The total incidence of ADRs was 54.0%. Anaemia (37.6%) was the most frequent ADR, followed by hepatic function abnormal (11.3%), hyperuricemia (6.1%), neutropenia (4.6%), leukopenia (4.0%), and dyslipidaemia (2.5%). For the composition of all ADRs, CTCAE grade one, two and three dominated for 86.3%, 12.1% and 1.6%, respectively. The severity of hepatic function abnormal was more serious in the two-dose exposed group (p = .021), while other types of ADRs had no statistical or clinical differences.

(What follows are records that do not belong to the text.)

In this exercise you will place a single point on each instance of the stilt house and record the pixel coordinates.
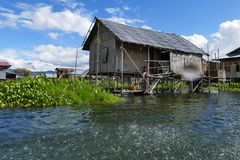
(117, 48)
(230, 65)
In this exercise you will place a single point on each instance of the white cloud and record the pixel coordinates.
(197, 39)
(45, 57)
(126, 8)
(227, 38)
(114, 11)
(146, 27)
(2, 9)
(53, 35)
(125, 20)
(43, 17)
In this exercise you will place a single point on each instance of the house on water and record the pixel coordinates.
(230, 64)
(5, 72)
(118, 49)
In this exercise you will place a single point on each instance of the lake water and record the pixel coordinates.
(198, 126)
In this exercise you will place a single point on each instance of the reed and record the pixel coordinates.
(42, 92)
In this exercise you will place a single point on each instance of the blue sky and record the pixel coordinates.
(44, 34)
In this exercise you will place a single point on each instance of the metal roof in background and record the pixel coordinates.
(152, 38)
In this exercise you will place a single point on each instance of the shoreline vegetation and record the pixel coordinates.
(226, 86)
(42, 92)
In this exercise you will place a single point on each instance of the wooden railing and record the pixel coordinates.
(159, 66)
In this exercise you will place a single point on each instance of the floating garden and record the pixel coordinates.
(42, 92)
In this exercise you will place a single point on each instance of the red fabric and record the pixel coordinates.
(4, 64)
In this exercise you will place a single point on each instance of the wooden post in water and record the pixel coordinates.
(218, 72)
(97, 54)
(209, 76)
(121, 68)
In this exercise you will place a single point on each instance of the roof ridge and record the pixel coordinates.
(139, 27)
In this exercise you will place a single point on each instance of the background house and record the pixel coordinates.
(4, 66)
(231, 65)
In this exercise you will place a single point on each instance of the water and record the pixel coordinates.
(199, 126)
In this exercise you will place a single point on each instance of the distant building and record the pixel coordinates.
(47, 74)
(64, 72)
(4, 66)
(230, 64)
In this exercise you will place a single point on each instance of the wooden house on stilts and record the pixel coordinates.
(126, 51)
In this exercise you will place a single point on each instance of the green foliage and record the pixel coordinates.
(226, 86)
(24, 72)
(42, 92)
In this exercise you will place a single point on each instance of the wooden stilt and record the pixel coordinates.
(121, 68)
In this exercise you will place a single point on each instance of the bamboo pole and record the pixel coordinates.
(218, 72)
(209, 76)
(98, 41)
(121, 68)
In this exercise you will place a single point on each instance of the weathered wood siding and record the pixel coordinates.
(106, 60)
(231, 69)
(178, 61)
(138, 55)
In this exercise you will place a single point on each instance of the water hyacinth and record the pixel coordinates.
(42, 92)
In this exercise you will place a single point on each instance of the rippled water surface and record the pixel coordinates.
(199, 126)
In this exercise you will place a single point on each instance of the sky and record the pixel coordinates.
(41, 35)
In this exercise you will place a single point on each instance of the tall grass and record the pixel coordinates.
(42, 92)
(225, 86)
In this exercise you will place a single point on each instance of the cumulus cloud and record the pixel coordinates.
(226, 39)
(118, 15)
(146, 27)
(53, 35)
(43, 17)
(45, 57)
(114, 11)
(197, 39)
(125, 20)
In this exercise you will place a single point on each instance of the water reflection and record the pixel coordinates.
(197, 126)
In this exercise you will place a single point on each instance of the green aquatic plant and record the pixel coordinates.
(224, 86)
(42, 92)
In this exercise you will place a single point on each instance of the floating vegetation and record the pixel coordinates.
(42, 92)
(225, 86)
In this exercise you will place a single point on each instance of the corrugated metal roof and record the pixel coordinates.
(153, 38)
(235, 52)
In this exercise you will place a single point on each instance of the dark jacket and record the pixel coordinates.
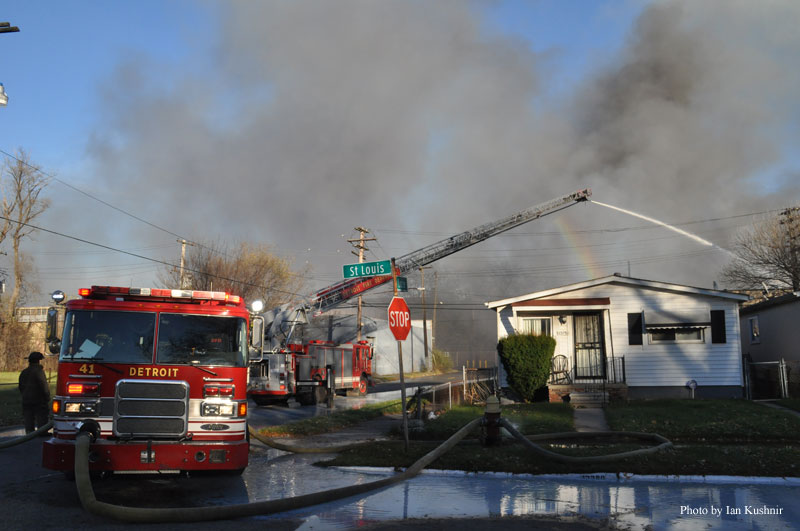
(33, 385)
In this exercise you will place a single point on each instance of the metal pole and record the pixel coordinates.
(424, 318)
(450, 394)
(403, 393)
(402, 376)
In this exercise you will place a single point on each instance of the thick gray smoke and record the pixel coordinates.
(317, 117)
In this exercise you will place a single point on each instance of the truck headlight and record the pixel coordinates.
(216, 409)
(80, 408)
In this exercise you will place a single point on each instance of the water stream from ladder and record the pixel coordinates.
(682, 232)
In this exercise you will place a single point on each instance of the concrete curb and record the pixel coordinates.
(605, 477)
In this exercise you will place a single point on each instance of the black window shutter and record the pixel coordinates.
(718, 326)
(635, 328)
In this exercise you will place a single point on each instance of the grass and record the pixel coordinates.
(530, 418)
(333, 422)
(706, 421)
(791, 403)
(748, 460)
(10, 400)
(712, 437)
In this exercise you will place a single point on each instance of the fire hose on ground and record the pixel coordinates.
(198, 514)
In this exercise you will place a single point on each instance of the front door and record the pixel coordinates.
(589, 353)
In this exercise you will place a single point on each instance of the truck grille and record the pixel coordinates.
(151, 408)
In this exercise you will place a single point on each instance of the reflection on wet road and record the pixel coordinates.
(627, 504)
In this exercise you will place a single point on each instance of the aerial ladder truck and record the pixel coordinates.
(282, 366)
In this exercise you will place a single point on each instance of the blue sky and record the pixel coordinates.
(148, 104)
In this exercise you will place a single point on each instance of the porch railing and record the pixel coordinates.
(614, 370)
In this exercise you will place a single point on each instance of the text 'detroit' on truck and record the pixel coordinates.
(159, 377)
(283, 365)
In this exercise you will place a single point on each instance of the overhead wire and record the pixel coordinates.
(154, 260)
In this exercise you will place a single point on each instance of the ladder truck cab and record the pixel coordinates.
(158, 376)
(306, 371)
(327, 367)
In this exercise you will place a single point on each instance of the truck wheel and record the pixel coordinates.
(260, 400)
(320, 395)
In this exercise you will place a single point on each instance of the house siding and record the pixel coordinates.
(651, 365)
(670, 364)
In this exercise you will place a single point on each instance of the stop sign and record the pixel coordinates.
(399, 318)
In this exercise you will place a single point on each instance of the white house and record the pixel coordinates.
(634, 338)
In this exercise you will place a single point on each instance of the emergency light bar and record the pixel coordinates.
(165, 293)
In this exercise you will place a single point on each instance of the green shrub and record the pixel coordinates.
(526, 359)
(441, 361)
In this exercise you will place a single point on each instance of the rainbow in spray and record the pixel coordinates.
(581, 247)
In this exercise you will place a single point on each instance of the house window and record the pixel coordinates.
(676, 335)
(537, 326)
(755, 332)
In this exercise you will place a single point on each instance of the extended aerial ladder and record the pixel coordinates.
(334, 295)
(272, 373)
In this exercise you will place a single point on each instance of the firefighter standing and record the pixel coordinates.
(35, 393)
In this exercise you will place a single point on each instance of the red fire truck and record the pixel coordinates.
(308, 372)
(158, 375)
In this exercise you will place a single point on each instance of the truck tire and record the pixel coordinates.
(260, 400)
(320, 394)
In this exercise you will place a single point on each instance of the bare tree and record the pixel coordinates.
(252, 271)
(23, 184)
(768, 253)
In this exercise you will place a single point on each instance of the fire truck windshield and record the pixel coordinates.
(109, 336)
(128, 337)
(201, 340)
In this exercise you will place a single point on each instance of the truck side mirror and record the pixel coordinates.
(51, 331)
(257, 333)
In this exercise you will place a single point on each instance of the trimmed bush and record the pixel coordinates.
(526, 359)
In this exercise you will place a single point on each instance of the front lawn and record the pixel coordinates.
(791, 403)
(705, 421)
(541, 417)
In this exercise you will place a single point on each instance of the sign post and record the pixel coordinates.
(400, 325)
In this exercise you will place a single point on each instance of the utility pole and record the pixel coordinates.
(424, 316)
(360, 244)
(184, 243)
(435, 304)
(790, 221)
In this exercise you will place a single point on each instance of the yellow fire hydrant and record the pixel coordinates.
(491, 421)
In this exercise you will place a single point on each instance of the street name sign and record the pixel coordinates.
(367, 269)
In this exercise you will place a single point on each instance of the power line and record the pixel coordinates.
(154, 260)
(87, 194)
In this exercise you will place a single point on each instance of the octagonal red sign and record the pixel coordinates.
(399, 318)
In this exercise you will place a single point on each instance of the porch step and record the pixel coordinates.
(588, 399)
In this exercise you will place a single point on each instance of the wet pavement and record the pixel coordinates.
(606, 500)
(37, 498)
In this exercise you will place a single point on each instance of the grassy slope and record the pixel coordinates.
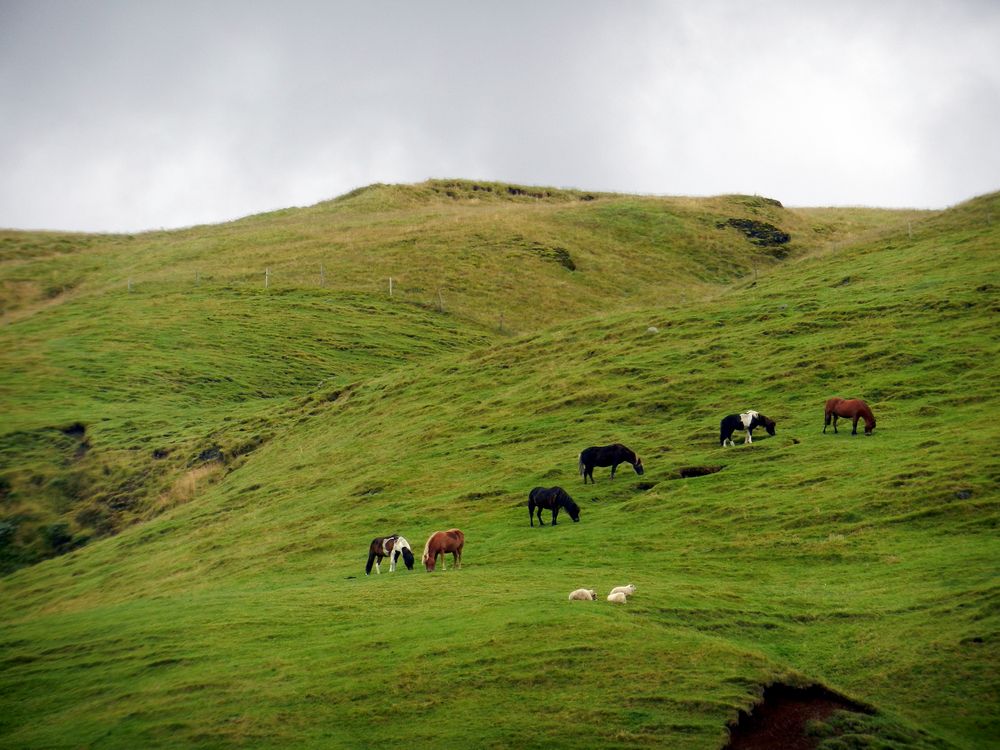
(198, 357)
(867, 564)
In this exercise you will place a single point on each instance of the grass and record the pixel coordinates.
(242, 618)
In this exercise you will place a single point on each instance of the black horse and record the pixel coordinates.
(551, 498)
(608, 455)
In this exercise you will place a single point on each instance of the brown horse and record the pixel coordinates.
(854, 409)
(440, 543)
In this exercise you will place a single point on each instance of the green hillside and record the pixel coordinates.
(231, 609)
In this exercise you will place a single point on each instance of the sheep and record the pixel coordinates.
(627, 590)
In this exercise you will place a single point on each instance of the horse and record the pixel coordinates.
(607, 455)
(552, 499)
(852, 408)
(440, 543)
(748, 420)
(392, 547)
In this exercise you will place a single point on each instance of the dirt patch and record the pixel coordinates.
(783, 716)
(687, 472)
(76, 430)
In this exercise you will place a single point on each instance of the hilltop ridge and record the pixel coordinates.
(266, 435)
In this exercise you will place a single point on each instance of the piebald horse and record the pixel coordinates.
(748, 420)
(607, 455)
(441, 543)
(392, 547)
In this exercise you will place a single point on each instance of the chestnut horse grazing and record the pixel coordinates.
(440, 543)
(851, 408)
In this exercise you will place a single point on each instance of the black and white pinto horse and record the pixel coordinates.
(748, 420)
(392, 547)
(607, 455)
(551, 498)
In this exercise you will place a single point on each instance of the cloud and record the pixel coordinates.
(124, 116)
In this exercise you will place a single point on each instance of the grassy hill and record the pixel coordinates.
(237, 612)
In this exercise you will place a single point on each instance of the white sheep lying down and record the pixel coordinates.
(627, 590)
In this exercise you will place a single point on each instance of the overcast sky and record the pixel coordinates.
(133, 115)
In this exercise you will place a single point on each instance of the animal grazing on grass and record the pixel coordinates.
(392, 547)
(608, 455)
(627, 590)
(852, 408)
(441, 543)
(551, 498)
(748, 420)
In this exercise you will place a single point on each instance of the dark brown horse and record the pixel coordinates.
(607, 455)
(852, 408)
(440, 543)
(551, 498)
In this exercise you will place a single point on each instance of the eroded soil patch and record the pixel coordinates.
(782, 719)
(686, 472)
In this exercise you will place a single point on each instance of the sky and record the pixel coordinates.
(125, 116)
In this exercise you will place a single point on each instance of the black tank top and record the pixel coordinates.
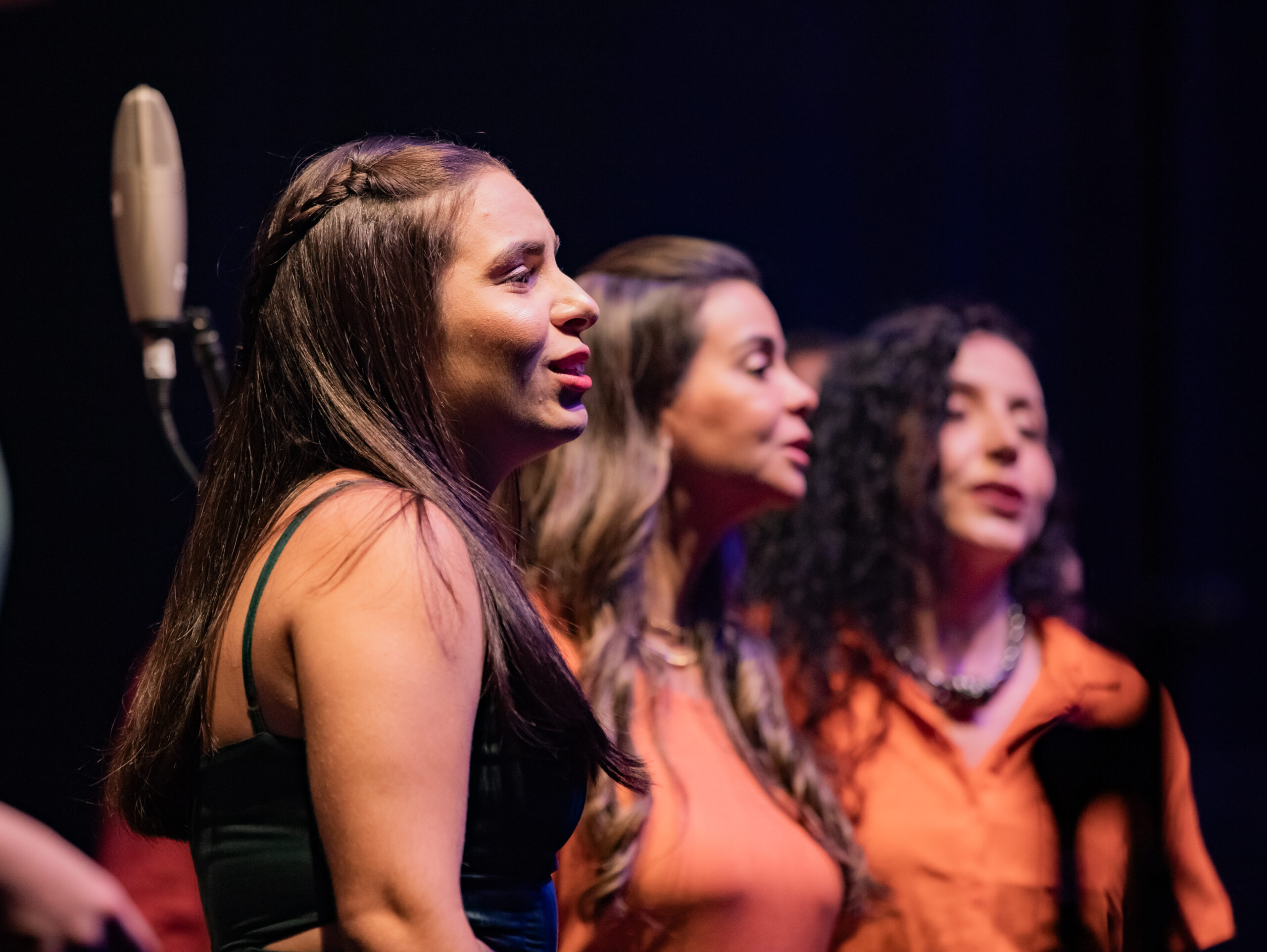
(261, 869)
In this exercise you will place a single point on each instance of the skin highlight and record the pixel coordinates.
(739, 437)
(998, 480)
(511, 322)
(512, 378)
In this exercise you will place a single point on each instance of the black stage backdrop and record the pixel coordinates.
(1096, 168)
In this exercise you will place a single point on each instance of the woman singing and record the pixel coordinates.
(352, 711)
(696, 426)
(918, 599)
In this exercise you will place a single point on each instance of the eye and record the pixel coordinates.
(757, 364)
(523, 277)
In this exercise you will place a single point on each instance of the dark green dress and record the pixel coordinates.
(263, 873)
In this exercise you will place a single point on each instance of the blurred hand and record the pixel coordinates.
(53, 894)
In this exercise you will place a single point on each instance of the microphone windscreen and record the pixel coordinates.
(147, 202)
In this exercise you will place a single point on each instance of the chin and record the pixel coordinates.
(567, 426)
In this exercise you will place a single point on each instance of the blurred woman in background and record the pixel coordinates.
(696, 426)
(351, 708)
(918, 601)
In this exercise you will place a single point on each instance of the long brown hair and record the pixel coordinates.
(340, 323)
(591, 511)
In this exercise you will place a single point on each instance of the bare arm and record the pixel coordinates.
(388, 666)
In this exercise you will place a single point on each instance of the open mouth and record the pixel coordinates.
(799, 452)
(1001, 499)
(572, 370)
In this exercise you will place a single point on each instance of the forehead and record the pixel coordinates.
(734, 311)
(501, 210)
(987, 361)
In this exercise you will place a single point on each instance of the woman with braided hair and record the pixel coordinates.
(918, 599)
(351, 710)
(696, 426)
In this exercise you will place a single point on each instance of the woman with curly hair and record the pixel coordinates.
(696, 426)
(918, 597)
(352, 711)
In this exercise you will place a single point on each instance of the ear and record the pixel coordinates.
(664, 432)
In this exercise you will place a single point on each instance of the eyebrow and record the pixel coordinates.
(1017, 403)
(763, 341)
(514, 255)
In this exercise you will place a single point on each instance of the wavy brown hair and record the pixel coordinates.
(340, 323)
(591, 512)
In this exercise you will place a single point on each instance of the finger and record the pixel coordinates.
(137, 927)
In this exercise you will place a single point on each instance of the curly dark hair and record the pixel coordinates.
(853, 554)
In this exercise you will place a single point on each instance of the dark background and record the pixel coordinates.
(1096, 168)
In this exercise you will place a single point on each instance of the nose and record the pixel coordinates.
(799, 397)
(573, 309)
(1001, 437)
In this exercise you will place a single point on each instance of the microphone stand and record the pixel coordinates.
(159, 363)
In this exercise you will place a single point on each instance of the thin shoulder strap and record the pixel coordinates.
(252, 699)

Logistic regression analysis showed the incidence of any ADRs (OR 1.87 [1.31-2.64]; p = .001), hepatic function abnormal (OR 2.75 [1.69-4.48]; p < .001), dyslipidaemia (OR 5.15 [1.87-14.13]; p = .001) were significantly higher in the two-dose exposed group. After adjusted, the positive associations were still maintained.
MTX is quite safe in ectopic pregnancy, despite its mild to moderate hematotoxicity, hepatotoxicity and nephrotoxicity. Taking CHPS can present the accurate denominator of the incidence of adverse drug reactions into account, our study advocates that it may have great potential to be used as an active monitoring tool for off-label drug use risk management.